Jelena Obradović

Jelena Obradović

Appointment
Junior Fellow Academy - Alumni

Institution
Stanford University

Country
USA USA

Jelena Obradović has been an Assistant Professor in the School of Education at Stanford University since September 2009. She was the Great-West Life Junior Fellow of CIFAR in the Experience-based Brain and Biological Development program from 2009 to 2011. From 2007-2009, Jelena held a Killam Postdoctoral Research Fellowship under the supervision of EBBD Program Co-Director Tom Boyce at the Human Early Learning Partnership, University of British Columbia. She received her Ph.D. in Developmental Psychology, with a minor in Statistics, in 2007 from the Institute of Child Development at the University of Minnesota, under the supervision of Dr. Ann S. Masten. She was the recipient of an NIMH Predoctoral Training Grant for 2006-2007. Jelena also holds an M.A. from the University of Minnesota (2005) and a B.A. (summa cum laude) from Lewis and Clark College in Portland, Oregon (2002).

Dr.
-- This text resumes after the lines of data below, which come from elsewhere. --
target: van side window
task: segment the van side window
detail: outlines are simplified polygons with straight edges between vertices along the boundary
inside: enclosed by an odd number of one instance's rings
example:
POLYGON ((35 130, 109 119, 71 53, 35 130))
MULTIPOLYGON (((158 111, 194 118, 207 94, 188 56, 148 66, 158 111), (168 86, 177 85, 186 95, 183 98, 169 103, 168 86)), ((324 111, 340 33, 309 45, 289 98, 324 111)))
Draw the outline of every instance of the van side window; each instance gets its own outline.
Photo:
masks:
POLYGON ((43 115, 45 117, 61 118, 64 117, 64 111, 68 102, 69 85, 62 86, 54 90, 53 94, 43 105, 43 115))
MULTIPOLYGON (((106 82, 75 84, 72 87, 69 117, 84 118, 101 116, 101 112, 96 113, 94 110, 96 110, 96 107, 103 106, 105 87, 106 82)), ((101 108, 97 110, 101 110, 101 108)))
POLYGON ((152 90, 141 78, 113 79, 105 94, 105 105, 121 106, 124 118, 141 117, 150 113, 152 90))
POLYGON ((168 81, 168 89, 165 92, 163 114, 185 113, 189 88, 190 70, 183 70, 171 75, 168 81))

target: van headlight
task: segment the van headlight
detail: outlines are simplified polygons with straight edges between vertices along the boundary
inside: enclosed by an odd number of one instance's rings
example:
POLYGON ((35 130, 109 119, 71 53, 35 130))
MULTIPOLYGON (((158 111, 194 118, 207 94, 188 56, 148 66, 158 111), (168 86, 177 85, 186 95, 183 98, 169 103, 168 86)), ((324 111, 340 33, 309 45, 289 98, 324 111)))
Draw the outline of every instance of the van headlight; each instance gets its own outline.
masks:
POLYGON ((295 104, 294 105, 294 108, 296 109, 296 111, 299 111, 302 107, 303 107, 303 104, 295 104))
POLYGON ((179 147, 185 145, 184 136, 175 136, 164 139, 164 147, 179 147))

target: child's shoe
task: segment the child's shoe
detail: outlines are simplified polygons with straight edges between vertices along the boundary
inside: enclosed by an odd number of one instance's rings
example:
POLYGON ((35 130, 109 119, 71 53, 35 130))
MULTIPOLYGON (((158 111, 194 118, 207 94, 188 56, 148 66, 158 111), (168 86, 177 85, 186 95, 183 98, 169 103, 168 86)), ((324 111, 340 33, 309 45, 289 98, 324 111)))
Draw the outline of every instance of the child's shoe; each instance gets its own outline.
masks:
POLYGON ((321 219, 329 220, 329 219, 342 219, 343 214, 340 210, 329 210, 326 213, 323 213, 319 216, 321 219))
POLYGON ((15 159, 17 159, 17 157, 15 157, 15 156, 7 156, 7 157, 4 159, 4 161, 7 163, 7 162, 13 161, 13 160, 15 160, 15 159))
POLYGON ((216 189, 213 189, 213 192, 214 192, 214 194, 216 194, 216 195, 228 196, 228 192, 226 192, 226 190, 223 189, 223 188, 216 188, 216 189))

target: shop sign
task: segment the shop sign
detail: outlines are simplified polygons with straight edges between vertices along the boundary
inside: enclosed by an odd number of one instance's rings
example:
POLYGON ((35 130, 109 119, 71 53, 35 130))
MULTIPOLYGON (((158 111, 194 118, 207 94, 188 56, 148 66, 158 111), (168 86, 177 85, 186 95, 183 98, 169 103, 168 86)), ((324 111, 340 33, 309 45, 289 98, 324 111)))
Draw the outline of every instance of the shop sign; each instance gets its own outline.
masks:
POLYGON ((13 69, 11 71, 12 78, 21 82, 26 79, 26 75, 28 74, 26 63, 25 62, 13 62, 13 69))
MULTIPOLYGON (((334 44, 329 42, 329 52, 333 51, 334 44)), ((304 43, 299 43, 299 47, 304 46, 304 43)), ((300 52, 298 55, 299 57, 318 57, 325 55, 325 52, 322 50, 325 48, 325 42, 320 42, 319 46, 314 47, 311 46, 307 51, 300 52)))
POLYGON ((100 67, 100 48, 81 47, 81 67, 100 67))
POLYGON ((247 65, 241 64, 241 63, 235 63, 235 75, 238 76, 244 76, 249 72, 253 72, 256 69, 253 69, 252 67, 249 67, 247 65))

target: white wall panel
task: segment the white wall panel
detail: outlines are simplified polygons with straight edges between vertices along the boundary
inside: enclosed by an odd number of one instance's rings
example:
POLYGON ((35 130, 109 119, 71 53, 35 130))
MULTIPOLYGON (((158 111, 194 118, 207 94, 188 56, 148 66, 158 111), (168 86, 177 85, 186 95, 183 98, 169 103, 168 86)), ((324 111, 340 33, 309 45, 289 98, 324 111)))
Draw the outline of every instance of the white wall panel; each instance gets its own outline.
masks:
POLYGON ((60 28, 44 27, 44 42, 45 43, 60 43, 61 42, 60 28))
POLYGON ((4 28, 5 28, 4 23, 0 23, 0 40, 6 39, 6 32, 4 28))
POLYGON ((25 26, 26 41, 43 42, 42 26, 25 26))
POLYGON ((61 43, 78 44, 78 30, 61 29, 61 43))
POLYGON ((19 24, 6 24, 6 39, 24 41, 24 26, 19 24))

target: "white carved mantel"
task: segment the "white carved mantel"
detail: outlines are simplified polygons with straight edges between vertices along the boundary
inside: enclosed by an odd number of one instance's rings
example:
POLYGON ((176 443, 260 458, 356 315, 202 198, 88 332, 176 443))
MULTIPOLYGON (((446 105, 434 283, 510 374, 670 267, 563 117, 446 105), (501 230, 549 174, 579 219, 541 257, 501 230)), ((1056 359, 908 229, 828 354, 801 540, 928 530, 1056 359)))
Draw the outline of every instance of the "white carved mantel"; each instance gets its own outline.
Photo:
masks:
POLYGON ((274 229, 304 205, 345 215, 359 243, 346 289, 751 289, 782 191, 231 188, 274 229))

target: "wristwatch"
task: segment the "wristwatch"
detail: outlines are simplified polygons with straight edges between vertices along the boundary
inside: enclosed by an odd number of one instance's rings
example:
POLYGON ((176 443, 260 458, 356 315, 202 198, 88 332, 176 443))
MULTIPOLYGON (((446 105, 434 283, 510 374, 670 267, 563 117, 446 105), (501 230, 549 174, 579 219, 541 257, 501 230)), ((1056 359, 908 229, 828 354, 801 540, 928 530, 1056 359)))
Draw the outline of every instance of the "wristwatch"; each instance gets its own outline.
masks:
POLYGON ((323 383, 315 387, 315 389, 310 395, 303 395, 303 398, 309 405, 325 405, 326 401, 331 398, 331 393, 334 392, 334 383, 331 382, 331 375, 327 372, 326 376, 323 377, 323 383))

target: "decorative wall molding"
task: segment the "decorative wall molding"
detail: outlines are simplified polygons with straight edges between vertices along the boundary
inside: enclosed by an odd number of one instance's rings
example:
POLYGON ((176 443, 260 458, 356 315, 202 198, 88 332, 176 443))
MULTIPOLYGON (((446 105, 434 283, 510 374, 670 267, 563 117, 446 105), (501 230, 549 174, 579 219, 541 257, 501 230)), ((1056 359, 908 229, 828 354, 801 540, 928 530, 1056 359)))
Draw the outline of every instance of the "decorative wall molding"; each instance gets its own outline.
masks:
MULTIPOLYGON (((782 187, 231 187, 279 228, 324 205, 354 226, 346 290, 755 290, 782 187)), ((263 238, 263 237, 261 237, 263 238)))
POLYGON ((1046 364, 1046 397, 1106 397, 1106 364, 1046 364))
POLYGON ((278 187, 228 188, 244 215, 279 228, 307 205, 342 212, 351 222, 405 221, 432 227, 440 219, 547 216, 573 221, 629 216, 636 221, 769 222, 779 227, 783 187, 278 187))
Obradović’s research focuses on how contextual risk and adversity influence children’s adaptation across multiple domains of functioning over time.  She has studied how various sources of risk and adversity influence competence, psychopathology, and physical health in diverse groups of children, including homeless and highly mobile children, immigrant adolescents, and inner-city children from high-risk, low-income backgrounds.  Currently, she studies how children’s self-regulatory abilities and stress reactivity enable some socio-economically disadvantaged children to demonstrate remarkable resilience, while placing others at risk for maladaptive outcomes.  Dr. Obradović is also interested in how children’s biological and behavioural susceptibilities to environmental threats and challenges are shaped by early life experiences and how in turn they affect adaptation over time.